19 U.S.C. § 1677a(c)(2)(A) (2000).
A separate provision provides for different treatment of direct selling expenses,
which are also used in calculating the constructed export price: “For purposes of this
section, the price used to establish constructed export price shall also be reduced
by . . . expenses that result from, and bear a direct relationship to, the sale, such as
credit expenses, guarantees and warranties . . . .” Id. § 1677a(d)(1)(B).
NSK submitted to Commerce a list of expenses, which included its U.S.

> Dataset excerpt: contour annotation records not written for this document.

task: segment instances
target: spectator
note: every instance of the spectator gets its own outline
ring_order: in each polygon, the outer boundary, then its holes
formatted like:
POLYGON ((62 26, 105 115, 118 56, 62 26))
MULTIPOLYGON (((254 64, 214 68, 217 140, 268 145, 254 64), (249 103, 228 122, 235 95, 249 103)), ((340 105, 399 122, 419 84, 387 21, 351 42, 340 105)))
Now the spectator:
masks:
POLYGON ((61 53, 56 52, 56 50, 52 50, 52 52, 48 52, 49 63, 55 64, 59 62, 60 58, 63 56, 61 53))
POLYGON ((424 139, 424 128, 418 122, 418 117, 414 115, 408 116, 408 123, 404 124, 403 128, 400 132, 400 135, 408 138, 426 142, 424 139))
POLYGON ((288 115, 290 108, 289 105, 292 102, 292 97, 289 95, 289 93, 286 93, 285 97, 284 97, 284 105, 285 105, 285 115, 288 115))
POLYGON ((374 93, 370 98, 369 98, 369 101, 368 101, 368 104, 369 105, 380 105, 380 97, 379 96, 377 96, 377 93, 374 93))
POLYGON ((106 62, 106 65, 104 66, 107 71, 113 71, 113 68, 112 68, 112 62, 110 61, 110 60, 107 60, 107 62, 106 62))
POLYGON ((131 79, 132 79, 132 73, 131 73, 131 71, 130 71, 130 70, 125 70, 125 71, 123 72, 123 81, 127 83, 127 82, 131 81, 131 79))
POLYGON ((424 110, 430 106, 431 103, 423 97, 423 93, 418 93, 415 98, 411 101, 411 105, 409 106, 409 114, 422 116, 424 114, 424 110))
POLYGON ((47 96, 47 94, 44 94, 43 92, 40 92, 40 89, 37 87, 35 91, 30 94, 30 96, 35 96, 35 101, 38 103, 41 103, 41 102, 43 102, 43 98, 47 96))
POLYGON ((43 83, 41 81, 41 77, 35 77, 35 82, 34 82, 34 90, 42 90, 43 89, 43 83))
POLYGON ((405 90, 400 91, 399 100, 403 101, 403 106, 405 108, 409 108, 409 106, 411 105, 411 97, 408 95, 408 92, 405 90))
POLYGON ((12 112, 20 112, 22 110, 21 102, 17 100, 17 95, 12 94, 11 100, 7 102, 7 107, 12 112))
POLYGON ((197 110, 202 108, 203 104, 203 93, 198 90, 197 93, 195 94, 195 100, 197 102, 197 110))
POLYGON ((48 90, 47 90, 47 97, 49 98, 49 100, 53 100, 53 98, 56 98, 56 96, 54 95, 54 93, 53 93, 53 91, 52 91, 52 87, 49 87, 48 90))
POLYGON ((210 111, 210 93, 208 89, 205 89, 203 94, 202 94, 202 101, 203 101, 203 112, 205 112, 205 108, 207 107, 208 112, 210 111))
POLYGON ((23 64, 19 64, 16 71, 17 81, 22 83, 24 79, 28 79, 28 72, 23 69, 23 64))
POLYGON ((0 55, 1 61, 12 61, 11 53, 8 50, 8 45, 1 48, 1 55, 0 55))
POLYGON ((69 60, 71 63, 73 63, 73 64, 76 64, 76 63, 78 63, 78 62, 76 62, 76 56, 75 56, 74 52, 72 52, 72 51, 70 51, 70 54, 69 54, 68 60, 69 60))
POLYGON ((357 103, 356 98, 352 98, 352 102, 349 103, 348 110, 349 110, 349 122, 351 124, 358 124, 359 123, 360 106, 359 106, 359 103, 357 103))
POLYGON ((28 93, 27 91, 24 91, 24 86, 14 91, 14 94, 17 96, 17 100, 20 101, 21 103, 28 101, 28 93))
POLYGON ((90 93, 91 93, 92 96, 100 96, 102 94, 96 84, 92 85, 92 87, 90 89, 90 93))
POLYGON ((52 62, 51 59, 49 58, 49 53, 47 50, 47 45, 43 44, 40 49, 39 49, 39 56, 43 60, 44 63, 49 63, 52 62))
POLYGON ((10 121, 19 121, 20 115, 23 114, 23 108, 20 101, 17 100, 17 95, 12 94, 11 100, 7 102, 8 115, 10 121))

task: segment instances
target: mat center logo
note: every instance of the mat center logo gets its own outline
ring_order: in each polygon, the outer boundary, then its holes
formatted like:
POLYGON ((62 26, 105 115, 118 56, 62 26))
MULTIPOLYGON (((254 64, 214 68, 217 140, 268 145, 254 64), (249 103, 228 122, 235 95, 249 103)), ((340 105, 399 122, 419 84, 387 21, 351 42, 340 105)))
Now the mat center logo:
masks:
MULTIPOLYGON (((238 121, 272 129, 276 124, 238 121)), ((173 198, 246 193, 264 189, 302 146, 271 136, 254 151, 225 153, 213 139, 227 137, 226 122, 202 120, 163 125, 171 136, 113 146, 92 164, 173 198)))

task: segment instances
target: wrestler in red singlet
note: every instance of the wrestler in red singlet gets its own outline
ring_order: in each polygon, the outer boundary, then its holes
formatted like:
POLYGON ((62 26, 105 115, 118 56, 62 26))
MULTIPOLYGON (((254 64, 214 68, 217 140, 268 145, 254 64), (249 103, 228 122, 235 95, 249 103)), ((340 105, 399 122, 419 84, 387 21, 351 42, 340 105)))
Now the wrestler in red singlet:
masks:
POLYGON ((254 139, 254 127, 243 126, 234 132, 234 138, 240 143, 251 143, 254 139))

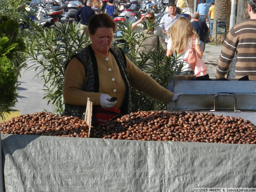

repacking expenses. Commerce reduced the U.S. price of the merchandise for all
expenses that NSK listed except its repacking expenses. Commerce denied NSK an
allowance for the repacking expenses under § 1677a(c)(2)(A), instead treating NSK’s
repacking expenses as direct selling expenses under § 1677a(d)(1)(B). Final Results,
63 Fed. Reg. at 33,339. Commerce reasoned that:
We do not view repacking expenses as movement expenses. The
repacking of subject merchandise in the United States bears no
relationship to moving the merchandise from one point to another. The
fact that repacking is not necessary to move merchandise is borne out by
the fact that the merchandise was moved from the exporting country to the
United States prior to repacking. Rather, we view repacking expenses as
direct selling expenses respondents incur on behalf of certain sales which
we deduct pursuant to section 772(d)(1)(B) of the statute [19 U.S.C.
§ 1677a(d)(1)(B)] . . . .
Id.
The Court of International Trade affirmed. NSK, 217 F. Supp. 2d at 1305-06.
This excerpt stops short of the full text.